И в то же время казалось, что мир, все вокруг  стало бесплотным, полупрозрачным, неосязаемым. И одновременно – каким-то расхристанным, неубранным. Зяма  почему-то  неожиданно для себя отстал от Григория и зашел в  туалет, очень напоминающий те,  которые Зяма  пользовал в прежней жизни. Эта    существующая в ином мире уборная тоже был изрядно испачкана в отдельных местах, словно там испражнялись не нормальные люди, а какие-то отмороженные неудачники, которые именно таким образом утверждали себя. Но я ведь не такой, - утешил сам себя Зяма. Он пописал и даже не удивился, как это удалось сделать ему, человеку   уже не существующему в  натуре. Он почесал ухо, которое покрутил ангел, вспомнил  о некоторых противоречиях в этом нематериальном мире, но не стал в них вдаваться. Неожиданно усталость прошла.  У него появилась  чувство раскованности. И он даже позволил себе не очень громко, но и не совсем тихо пукнуть. Хотя где-то рядом могли находиться вполне живые люди.
  А впрочем, только не это. Откуда они здесь могут взяться, и вообще наплевать, - мысленно созорничал Зяма.  - Все, что естественно, то не безобразно.  Хотя и не безобидно. И что это я всю жизнь стеснялся самых естественных и необходимых вещей. Кому от этого стало лучше?

12.
  Последний безответный вопрос настроил его на философский лад. Ему захотелось порассуждать о бренности бытия, о неизбежности исчезновения и краткосрочности человеческого существования. Но собеседник его куда-то  исчез, а потрошить вечные вопросы в одиночку, Зяме было неинтересно. Зато у него вдруг появилось непреодолимое желание хоть краешком глаза подсмотреть, что сейчас происходит в реальном мире, что  там новенького?
 Не успел он об этом подумать, как увидел  себя - и ни где-нибудь, а  в гробу, в окружении немногочисленных родственников и товарищей по работе. Все выглядело бедненько и скромно. Венок был всего  один - от семьи, а  трудовой коллектив, изрядно поредевший в последние годы,  был представлен несколькими  хилыми букетиками. Не было и музыки.
  - Сэкономили,  - беззлобно понял Зяма, - что поделаешь. Распад, разлад, экономический кризис, глобализация...

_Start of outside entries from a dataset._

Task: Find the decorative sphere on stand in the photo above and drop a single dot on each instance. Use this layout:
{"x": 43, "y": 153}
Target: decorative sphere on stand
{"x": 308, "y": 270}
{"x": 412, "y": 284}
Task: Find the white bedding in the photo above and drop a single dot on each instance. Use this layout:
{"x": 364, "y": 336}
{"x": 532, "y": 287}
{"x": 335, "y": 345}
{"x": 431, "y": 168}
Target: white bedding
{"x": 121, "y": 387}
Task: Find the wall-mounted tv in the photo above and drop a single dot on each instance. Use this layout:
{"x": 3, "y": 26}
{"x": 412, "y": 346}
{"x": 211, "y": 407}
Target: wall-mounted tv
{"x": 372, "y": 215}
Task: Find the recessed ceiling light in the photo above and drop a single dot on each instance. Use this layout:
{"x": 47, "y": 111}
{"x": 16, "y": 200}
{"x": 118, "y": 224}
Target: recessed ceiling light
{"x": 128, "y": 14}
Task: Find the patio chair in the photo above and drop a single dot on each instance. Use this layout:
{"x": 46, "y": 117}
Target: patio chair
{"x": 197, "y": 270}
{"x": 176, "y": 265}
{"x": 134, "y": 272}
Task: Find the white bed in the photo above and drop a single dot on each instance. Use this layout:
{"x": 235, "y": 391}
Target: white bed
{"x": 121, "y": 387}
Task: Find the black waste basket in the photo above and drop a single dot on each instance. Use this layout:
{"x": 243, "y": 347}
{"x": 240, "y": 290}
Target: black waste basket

  И тут же поразился, почему его хоронят  в той стране, в которой он давно  не живет. А на похоронах его в основном находятся люди, с которыми он расстался  довольно давно и как бы навсегда. Как он вообще там оказался?  Может быть это Гриша, небесный служащий,  шутит?
  Зяма повертел головой, хотел расспросить своего ангела, но того, как назло, по-прежнему не было видно. Зяма хотел психануть, но не знал, насколько это возможно на том свете. Он сделал вид, что успокоился и начал кружиться на головами тех, кто пришел его хоронить.  Дело, очевидно, подходило к финишу. Тело уже вынесли какие-то незнакомые Зяме мужики, гроб установили возле подъезда дома на двух шатких табуретках. Товарищи по работе жались в сторонке, тихо переговаривались. «Еврей, а какой хороший человек, и голова была светлая», - донеслось до Зямы. «Не знаешь, поминки они устраивают?» - спросил другой голос.
  Зямина супружница, неожиданно помолодевшая, стояла у самого изголовья. Она была в черном кокетливом платочке и внимательно, не отрываясь, смотрела на Зяму. «Небось думает, что я притворяюсь», - захотелось съязвить Зяме. Зато доченька выглядела неожиданно постаревшей и расстроенной. «Что-то я ей обещал, а купить не успел», - снова пришла в несуществующую Зямину голову несвоевременная мысль.
  Люди подходили, пристально глядели на него,  терли глаза. Зяма не обольщался. В принципе, все всем было до фени, понимал он. Просто каждый вольно или невольно примеряет  случившееся с ним на себя и естественным образом расстраивается. А он явно зажился, надоел всем и то, что с ним произошло, ни у кого не вызвало глубокой печали.
 В гробу, однако, Зяма выглядел не очень старым. «Мог бы еще жить и жить», - всхлипнул  кто-то. Он пригляделся, узнал и даже вздрогнул: нежели? не может быть!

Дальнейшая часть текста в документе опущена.